FWIW, I recently did something very similar to what NavyLCDR first advised in this thread. I was upgrading a 256 GB NVME drive in my laptop to a 1TB drive, so I backed up the original drive with Acronis True Image, then formatted the new drive into two partitions, the first was 256 GB and the second was about 700 GB after formatting, then tried to restore the backed up drive into the 256 GB partition. It didn't work, because of the two partitions. So I reinitialized the drive, left it unpartitioned, and installed the backup copy onto it, which worked fine. Then, after booting into Windows, I used Control Panel/Computer Management to shrink the C drive back down to 256 GB, then created a second partition in the unused space, named it the "D" drive, and used it for storage of my documents, pictures, music, and software. This way, when I back up my boot drive, it's a smaller backup, and if something crashes my Windows setup, it shouldn't take out my files on the D drive. Also, most consumer-grade laptops don't have a slot available for a second internal drive, and this is a way to work around that limitation.
Luckily in my case the laptop will have an additional SSD slot that I will use to install games via Steam so any time I need to reinstall Windows(if any), the Steam App will go back to c:\ but no need to re-download games from scratch.
But listen, I came here expecting a few tips here and there but never would I have expected such a detailed step-by-step guide like the one NavyLCDR provided, this is what I love about these communities, how incredibly helpful and kind people can be to each other.
I'm certainly looking forward to following his guide when the machine arrives :)

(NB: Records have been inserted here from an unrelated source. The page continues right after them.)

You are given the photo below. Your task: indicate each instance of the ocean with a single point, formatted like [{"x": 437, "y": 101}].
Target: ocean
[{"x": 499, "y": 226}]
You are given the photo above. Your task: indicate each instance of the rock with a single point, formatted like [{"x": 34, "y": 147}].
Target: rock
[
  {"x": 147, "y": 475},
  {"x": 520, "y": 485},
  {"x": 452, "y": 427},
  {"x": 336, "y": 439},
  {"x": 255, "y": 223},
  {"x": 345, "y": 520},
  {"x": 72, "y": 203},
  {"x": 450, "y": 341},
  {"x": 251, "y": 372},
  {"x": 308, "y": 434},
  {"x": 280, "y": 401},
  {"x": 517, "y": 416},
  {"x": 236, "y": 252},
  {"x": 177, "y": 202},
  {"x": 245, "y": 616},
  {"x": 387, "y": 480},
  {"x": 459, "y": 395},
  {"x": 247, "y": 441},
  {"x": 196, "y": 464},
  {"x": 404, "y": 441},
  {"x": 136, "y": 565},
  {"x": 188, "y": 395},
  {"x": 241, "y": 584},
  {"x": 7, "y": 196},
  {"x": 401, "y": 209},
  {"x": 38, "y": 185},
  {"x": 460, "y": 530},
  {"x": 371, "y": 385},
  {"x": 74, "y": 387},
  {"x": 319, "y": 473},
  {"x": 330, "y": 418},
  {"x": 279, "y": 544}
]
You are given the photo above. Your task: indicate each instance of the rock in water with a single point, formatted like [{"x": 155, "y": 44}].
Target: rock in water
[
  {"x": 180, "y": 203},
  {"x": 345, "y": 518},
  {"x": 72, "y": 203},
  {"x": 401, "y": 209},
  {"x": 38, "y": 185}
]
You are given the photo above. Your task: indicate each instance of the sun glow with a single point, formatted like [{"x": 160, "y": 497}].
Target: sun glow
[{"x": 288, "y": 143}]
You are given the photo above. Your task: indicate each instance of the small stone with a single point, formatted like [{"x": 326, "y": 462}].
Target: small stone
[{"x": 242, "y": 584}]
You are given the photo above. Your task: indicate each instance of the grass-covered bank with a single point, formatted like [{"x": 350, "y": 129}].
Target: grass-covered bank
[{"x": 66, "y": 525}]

@NavyLCDR, just to say that even though I'm yet to perform this, yesterday I decided to do a proof of concept on an old laptop I call the "guinea pig", I extended the drive, applied the image via dism, added the boot entries via bcdedit and also went as far to take a Macrium Image that I later on restored.
End result: It was smooth sailing from start to finish!
The only note I would add at this stage is that I was under the impression that when applying the image via dism you would end up directly in Windows but I was wrong, you still end up on the setup screen where you can disable certain settings such as location services, activity history, speech recognition, etc. which was nice to see.
Other than that and a small hiccup with the bcdedit /timeout command that didn't work immediately, it was a great experience :)
@NavyLCDR, apologies for bringing an old thread up but finally the laptop has arrived and I was checking the factory settings.
The partitions are:
EFI: 260MB
Recovery: 1.07GB
Recovery: 200MB
Restore: 22GB
OS: 930.33GB
We agreed to set the EFI partition to 100MB (size=100), shall I change to 260MB?
For the record, the 1TB the machine came with is the Intel SSD 670p, it's not the one I will install Windows on to, I will replace it with the 500GB Samsung 970 EVO Plus M.2 PCIe3.0 NVMe Solid State Drive.
I read that the EFI partition size depends on the Advanced Format type, whether it's 4K or 512e but unfortunately this is uncharted territory to me.